Chapter 3 Example box: Single subject ICA

Introduction

The aim of this example is to get a better feeling for the types of noise present in fMRI data, and to get some experience with recognising different ICA signal and noise components.

This example is based on tools available in FSL, and the file names and instructions are specific to FSL. However, similar analyses can be performed in other neuroimaging software packages.

Please download the dataset for this example here:

Data download

The dataset you downloaded contains two example output folders created after running ICA on data from a single subject. In the example below, we will visualise the single-subject ICA components and you will label the components manually (using the guidelines described in chapter 3). Then, you will compare your hand classification of the components to labels from semi automated classification tools.

Manual classification

To get an understanding of the influence of data quality and quantity on the performance of ICA, you are going to take a look at two different examples. This first example is using multiband data.

Open a command line terminal and change directory into the directory you have downloaded called 'Data_3.1' (using cd). We are now going to use FSLeyes to classify these components as signal or noise. Use the following command to open FSLeyes in "MELODIC mode":

fsleyes --scene melodic -ad Rest_MB6.feat/filtered_func_data.ica &

This simultaneously shows the spatial map, time course and power spectrum for each component, and we can use this information to perform the classifications, as explained in Chapter 3 of the primer. You can label the components as 'Signal', 'Movement' etc within this view. You can add multiple labels to the same component. Any component that does not have a 'Signal' or 'Unknown' label will be considered noise in the subsequent clean-up step.

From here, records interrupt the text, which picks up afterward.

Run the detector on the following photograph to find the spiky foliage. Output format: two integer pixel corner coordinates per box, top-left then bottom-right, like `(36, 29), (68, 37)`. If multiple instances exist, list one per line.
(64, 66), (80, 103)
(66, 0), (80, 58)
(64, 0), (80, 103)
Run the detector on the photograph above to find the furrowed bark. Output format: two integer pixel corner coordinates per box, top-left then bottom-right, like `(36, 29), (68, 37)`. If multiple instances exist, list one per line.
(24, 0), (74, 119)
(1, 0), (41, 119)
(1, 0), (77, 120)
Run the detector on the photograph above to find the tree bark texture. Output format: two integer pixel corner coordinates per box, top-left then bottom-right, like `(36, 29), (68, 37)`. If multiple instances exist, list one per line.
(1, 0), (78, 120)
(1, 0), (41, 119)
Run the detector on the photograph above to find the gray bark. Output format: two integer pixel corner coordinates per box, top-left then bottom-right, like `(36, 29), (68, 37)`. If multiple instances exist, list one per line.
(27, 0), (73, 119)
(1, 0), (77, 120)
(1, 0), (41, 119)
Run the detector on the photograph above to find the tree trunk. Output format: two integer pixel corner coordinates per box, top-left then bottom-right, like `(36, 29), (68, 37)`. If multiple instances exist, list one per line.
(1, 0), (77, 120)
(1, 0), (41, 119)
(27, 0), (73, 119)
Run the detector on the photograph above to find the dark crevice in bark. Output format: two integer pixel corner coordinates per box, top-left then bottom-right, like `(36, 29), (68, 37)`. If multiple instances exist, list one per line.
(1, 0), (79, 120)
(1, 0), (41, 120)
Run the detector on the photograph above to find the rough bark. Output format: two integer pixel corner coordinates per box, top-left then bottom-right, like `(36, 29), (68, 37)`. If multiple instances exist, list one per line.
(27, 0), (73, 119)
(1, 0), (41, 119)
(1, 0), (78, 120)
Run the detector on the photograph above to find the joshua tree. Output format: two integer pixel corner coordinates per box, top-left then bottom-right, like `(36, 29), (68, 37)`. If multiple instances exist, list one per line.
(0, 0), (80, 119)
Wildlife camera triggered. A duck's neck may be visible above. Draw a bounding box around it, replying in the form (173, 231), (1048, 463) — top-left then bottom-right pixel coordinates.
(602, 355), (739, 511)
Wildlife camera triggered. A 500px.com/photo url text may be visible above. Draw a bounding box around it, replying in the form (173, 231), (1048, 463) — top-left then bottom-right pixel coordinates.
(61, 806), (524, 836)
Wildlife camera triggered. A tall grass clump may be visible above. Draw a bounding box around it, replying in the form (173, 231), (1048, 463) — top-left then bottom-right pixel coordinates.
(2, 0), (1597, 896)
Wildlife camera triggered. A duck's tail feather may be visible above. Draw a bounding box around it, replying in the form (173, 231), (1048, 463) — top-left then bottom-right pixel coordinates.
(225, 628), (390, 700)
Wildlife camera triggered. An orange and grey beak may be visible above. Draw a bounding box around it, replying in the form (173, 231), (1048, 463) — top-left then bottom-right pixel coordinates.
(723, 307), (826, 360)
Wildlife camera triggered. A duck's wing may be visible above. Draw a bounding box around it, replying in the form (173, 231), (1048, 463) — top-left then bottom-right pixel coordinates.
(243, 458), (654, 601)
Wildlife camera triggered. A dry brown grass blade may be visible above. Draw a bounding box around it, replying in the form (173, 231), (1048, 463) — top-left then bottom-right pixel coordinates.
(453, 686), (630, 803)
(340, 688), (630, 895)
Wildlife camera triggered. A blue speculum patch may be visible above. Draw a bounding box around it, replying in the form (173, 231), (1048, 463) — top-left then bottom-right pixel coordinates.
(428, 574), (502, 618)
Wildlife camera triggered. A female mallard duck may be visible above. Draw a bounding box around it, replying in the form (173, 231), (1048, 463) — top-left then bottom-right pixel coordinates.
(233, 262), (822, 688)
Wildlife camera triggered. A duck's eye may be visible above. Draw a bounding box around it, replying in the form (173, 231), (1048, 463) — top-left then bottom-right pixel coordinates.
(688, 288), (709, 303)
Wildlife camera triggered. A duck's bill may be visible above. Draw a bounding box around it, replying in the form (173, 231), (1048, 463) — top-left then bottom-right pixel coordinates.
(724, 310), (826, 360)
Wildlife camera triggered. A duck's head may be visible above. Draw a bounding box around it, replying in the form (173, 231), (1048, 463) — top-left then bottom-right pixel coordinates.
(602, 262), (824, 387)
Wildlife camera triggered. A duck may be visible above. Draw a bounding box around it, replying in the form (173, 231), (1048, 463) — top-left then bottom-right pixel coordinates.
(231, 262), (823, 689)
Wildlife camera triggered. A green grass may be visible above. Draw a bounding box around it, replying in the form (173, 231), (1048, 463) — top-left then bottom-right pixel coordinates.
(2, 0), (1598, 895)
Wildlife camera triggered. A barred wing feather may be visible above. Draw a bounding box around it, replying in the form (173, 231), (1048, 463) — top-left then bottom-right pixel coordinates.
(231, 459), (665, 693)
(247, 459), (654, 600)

Make sure melodic_IC is selected and click on the Load labels button in the melodic IC classification window and open the labels.txt file from the Rest_MB6.feat directory (it will show a message saying the the label file does not refer to the melodic directory, which is because we renamed it - click on Apply the labels to the current overlay). You will now see labels for all the components except for ten which are labeled as Unknown (in yellow).

Please have a look at these 10 and label each one as either Unclassified noise or as Signal (note that FSLeyes allows you to include more informative labels if you wish). Remember that the components you are looking at were obtained from a 15-minute run of multiband data, and no smoothing was applied during preprocessing. Once you have classified all of the components, please save your results by overwriting the labels.txt file and close FSLeyes.

Now close FSLeyes and open the following dataset (this is an example of non-multiband EPI data):

fsleyes --scene melodic -ad Rest_EPI.ica/filtered_func_data.ica &

Load the labels.txt file (in Rest_EPI.ica) in the same manner as before, and classify the 10 unknown components. Keep in mind that this is an older dataset that has much fewer timepoints, bigger voxel size and that smoothing has been performed during preprocessing. Again, save the results by overwriting labels.txt and close FSLeyes.

Removing noise components from the data (clean-up)

You will now "clean up" your data by removing the components that you classified as noise from your data. This is done using fsl_regfilt, which will regress the time courses of the noise components from the data.

We first need to get a list of IDs of the noise components:

tail -1 Rest_EPI.ica/labels.txt

Now we can pass this list of numbers to fsl_regfilt (in the command below, replace 1,2,3 with the output of the above command, making sure to remove the square brackets and to also remove all of the spaces between numbers):

fsl_regfilt -i Rest_EPI.ica/filtered_func_data.nii.gz -d Rest_EPI.ica/filtered_func_data.ica/melodic_mix -o Rest_EPI.ica/filtered_func_data_clean.nii.gz -f 1,2,3

This file creates a new version of the preprocessed dataset from this subject, which has any variance that can be explained by the components labelled as noise removed. This 'cleaned' dataset can now be used for subsequent analyses.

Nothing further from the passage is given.